生まれも育ちも東京で、故郷というものを持っていない ぬえにとって、狩野川薪能での子どもたちとの触れあいを通して、いつのまにか伊豆。。わけても中伊豆は心の中で第二のふる里となってしまっているのに。。今年の薪能が終わって、またちょっと縁が遠くなっていた、そんな伊豆から、またお誘いが来た。。おそらく、このコーディネーターの方が ぬえのブログを読んで、伊豆を想う ぬえの気持ちを感じ取ってくださったのでしょうが、なんだかもっと大きな力が働いているような。。そんな気がしてきました。
そんなわけで、来週の金曜日、23日に ぬえは伊豆・天城の老舗旅館・落合楼村上で行われる挙式に出席させて頂き、祝言の謡と仕舞を勤めさせて頂きます。

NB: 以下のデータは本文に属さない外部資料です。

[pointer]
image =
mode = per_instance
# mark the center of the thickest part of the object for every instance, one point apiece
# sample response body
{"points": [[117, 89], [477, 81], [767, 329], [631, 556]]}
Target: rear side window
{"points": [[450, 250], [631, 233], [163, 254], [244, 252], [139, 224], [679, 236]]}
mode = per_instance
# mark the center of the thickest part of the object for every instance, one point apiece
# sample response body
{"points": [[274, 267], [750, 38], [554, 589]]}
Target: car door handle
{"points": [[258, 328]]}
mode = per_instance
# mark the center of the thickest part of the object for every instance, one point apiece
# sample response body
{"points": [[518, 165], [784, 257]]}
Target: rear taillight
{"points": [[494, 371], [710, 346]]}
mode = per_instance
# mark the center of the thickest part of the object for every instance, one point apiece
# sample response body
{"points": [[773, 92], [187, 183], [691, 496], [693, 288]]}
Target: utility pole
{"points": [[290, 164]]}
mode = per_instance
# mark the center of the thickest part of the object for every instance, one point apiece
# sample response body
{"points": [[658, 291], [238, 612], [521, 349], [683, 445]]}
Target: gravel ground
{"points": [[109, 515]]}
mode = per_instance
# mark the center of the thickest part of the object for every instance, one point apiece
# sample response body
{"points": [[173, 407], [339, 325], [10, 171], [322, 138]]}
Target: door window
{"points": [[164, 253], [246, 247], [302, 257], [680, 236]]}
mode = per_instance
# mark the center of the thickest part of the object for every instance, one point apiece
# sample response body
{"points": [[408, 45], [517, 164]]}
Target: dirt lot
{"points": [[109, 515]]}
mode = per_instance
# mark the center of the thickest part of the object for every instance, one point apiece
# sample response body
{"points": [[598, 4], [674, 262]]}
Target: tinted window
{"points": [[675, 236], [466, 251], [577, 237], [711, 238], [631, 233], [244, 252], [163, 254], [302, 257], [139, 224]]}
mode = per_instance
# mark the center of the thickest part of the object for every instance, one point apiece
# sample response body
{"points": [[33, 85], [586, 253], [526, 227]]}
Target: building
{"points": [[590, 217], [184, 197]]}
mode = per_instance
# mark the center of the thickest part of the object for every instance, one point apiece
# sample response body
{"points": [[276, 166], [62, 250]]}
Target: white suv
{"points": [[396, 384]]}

この日、晴れて挙式され、新しいご夫婦となるのは高松 崇さんと伊藤 舞さん。おめでとう~~ (^.^) このブログでご紹介したい、という ぬえの申し出にもご快諾頂いたお二人は、新郎の特技が空手、中学時代には剣道も嗜まれ、ホノルルマラソンにも出場されたというスポーツマン。新婦はピアノや日本舞踊が特技で東邦音楽短大ご卒業という芸術系の方かと思いきや、中学・高校時代はソフトボール、テニス部でご活躍、という、やっぱりスポーツウーマンで、お二人の出会いも会社の一部の社員がなさっていた草野球に新婦が参加されたのがキッカケなのだそうです。女性選手は新婦お一人だった、と言いますから、やっぱり身体に流れている血は文武両道。日本人ですね~
それにしても、披露宴で『高砂』の仕舞を披露するような事は何度も経験がありますが、結婚式というのは ぬえは初めて。。じつはとっても緊張していて、当日に何を謡うか、ずいぶん考えましたし、自分で謡いながらストップウオッチで計測してみたり。。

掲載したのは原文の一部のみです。